Güneş, petrol kuyusu pompalarının ardından batıyordu. Yemek salonunda, sade ve süslü olmayan, duvarlarında yabancı şehitlerin posterlerinin ve Saddam Hüseyin’in cana yakın bir versiyonu gibi görünen Abdullah Öcalan’ın fotoğraflarının asılı olduğu yemek odasında toplanmıştık. Mutfakta bir İtalyan üçlü vardı, bağırıyorlar ve bıçakları buhar çıkaran demliklerin ve tavaların üstünde sallıyorlardı. Diğer gönüllüler masada oturuyor, bazlama koparıp üstüne ortak tabaklardan zeytin ve domates dilimleri alıyorlardı. Sohbet gürültülüydü ve tuvalet kâğıdına – Ortadoğu’da bulunmamasına ve yerine kaplarla su kullanılmasına – dair bir tartışma köpürüyordu.
Franceschi, düşük bir sesle sırrını paylaştı: “Buradaki bazı insanların hâlâ ıslak mendil gibi burjuva şeyleri var.”
Bir yanağında boydan boya bıçak yarası izi olan şakacı bir İtalyan araya girdi: “Kıçını temizlemek mi burjuva?” Elini kaldırdı: “Devrim istemiyorum ben.”
Bu Dilsöz’dü (Kürtçe bir savaş kod adı; birçok solcu, yurt dışındaki bir çatışmada yer almalarına karşı yasalar nedeniyle gerçek isimlerini vermeyi reddediyor). 29 yaşında. Mesleği: hırsız. Roma dışında bir gecekonduda büyümüş ve hiçbir okul bitirmemesine, kısıtlı bir İngilizcesi olmasına karşın Gramsci’nin kültürel hegemonya teorisine dair nutuk atabiliyor: “Egemen sınıf, inançlarını ve değerlerini emekçi sınıfa aktarır,” diyor paketimden sinsice iki çöp sigara aşırırken. “En fakir insanlar, şimdi bir kapitalist gibi, kendilerini ezen, annelerini fabrikaya gönderen insan gibi tartışıyorlar.”
Yara izleri ve hapishane dövmeleriyle Dilsöz, babası Bavyera’da doktor olan mavi gözlü 20 yaşındaki genç Zerdeşt (onun da savaştaki kod adı) gibi birçoğu orta sınıftan ve eğitimli olan diğer gönüllülerin arasında dikkati çekiyor. Evindeyken Zerdeşt, Rojava Devrimi üzerine konuşan ancak desteklemek için hiçbir şey yapmayan “bobolar” ile – burjuva bohemler, zengin hipstırlar, profesyonel sınıftan liberaller – takılıyormuş. Bir gün kendi kendine, “Tamam, artık saçmalamayı kesmek lazım,” demiş.

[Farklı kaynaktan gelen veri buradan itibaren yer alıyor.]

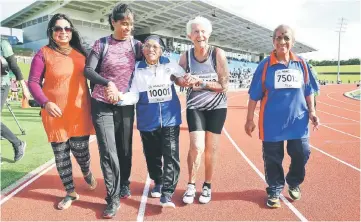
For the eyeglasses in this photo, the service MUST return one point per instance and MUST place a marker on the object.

Tuzlu erişte ve garip konserve et tabakları silip süpürüldü ama kimse ayrıcalık derdinde değildi. Bira ya da şarabın yokluğunda kaçınılmaz olan çay sunuldu, günün 10. bardağıydı ve masanın üzerini bir sigara dumanı kaplamıştı.
Zeki görünümlü 31 yaşındaki Agit’e (yine Kürtçe kod adı) döndüm. “Buraya gelmeden önce çok iyi bir yöneticilik işim vardı,” diyor Alman bozuk telaffuzuyla. “Normal bir yaşama sahip olmaya çalıştım çünkü ailem ve kız arkadaşım benden bunu bekledi; kapitalist bir yaşam; ama bundan nefret ettim. Bilhassa dünyadaki çoğu insanın fakir olduğunu ve bizim zenginliğimizin ancak onların fakir olmalarıyla var olabileceğini görünce.”
Franceschi gibi o da Rojava’ya Rakka operasyonu için geri dönmüş. İlk gelişi, farklı sınıflardan gönüllülerin yoğun gelişlerine denk düşmüş: çoğu ateşli Hıristiyan olan, IŞİD’li öldürmeye gelen ve Kürtlerin devrimci politikalarından bihaber Irak ve Afganistan gazisi İngiliz ve Amerikalı. Kendi aralarında didişmişler ve Kürtlere sıkıntı yaratmışlar; birkaçı korkunç şeyler yapmış. Bunlardan sadece biri olan, Tim adıyla bilinen ve herkesin dediğine göre güler yüzlü olan keskin nişancı bir İngiliz savaş gazisinin, öldürülen kişinin kanını tatmaktan zevk aldığı ve bir defasında kopmuş bir ayağı kemirirken görüldüğü üç ayrı zamanda bana anlatıldı.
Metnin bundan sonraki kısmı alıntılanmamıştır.